Cupcake
In this representational image, a cupcake on display in New York, Feb. 19, 2010. Getty Images/ Stan Honda

Two women in Georgia are accused of beating their three-year-old brother to death with a baseball bat for taking a cupcake in Oct. 2017. They are set to go on trial Thursday.

Glenndria Morris and LaShirley Morris each have been charged with two counts of felony murder, one count of aggravated assault and two counts of cruelty to children in the first degree in the death of Kejuan Mason.

The sisters of the victim were indicted on Jan. 30, 2018. According to NBC-affiliated 11 Alive, the Fulton County District Attorney's Office released he following statement regarding the indictment:

“The indictment alleges, that on Oct. 21, 2017, LaShirley picked up a baseball bat and struck three-year-old KeJuan Mason for taking a cupcake from the kitchen. According to the indictment, LaShirley used the bat to hit KeJuan repeatedly in the head while Glenndria, the child’s legal guardian, used her hand to spank KeJuan on his bottom; as a result of this attack, KeJuan sustained bruises all over his body, including his legs, back, chest, buttocks, arm, and head.”

The statement also added that both the accused, faced a maximum sentence of life in prison without the possibility of parole if convicted. Both of them were to remain in Fulton County Jail till their trial date.

The police first responded to the Mason’s apartment, located on Cleveland Avenue in Atlanta, Georgia, after receiving a 911 call where the caller told the dispatcher that the victim had stopped breathing. On arriving at the scene – which according to the incident report of a responding officer, “was infested with roaches” – Glenndria identified herself as the victim’s guardian and gave an account of the events which did not line up with the medical examiner’s report released later.

Glenndria said Mason choked on a cupcake that he had been handed and stopped breathing. Then she and another man in the apartment tried to revive him by performing CPR. According to police records, Glenndria changed her account later on, saying that the victim started breathing again once the cupcake was removed.
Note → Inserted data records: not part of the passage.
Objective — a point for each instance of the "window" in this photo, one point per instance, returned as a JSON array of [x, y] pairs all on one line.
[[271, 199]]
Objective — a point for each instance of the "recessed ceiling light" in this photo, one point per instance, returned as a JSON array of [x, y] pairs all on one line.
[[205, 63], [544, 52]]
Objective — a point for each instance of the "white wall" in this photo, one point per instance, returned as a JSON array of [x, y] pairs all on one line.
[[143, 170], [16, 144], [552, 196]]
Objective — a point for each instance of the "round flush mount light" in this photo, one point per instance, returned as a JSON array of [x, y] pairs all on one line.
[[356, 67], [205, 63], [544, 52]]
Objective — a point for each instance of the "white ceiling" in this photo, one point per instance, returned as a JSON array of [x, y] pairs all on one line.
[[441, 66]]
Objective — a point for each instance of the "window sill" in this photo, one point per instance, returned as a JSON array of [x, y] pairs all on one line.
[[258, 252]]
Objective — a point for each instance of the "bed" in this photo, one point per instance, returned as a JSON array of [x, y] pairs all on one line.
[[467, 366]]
And that it was only when he went to sleep a little while after that, he became unresponsive.

Authorities also noted at the time that the only other person present in the house besides Glenndria was LaShirley and both of them refused to cooperate with law enforcement, by being unwilling to reveal the name and phone number of the boy's mother.
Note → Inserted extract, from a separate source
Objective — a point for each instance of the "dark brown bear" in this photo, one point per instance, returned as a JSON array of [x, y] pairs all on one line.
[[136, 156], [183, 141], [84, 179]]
Paramedics rushed the victim to the hospital where he was announced dead on arrival. Three days later, the medical examiner released an autopsy report, which determined Mason’s cause of death to be blunt force trauma. After the police launched an investigation into the incident, Glenndria and LaShirley were arrested on Oct. 26, 2017.
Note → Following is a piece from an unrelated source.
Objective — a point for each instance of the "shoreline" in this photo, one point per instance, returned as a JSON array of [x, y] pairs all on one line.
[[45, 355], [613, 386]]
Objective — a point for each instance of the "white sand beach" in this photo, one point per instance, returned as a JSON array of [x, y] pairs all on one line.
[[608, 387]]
Glenndria’s attorney’s plea to have her client’s bond lowered from $200,000 to between $50,000 and $75,000 was rejected by the court in June. In the same court appearance, the victim’s grandmother told the court that Glenndria had confessed to killing her grandson before the autopsy reports came back.

"I have five grandbabies. I had six. It is unfair. He was just three years old. What can a baby do, three years old to make you beat him to death,” Mason’s grandmother added before the court at the time.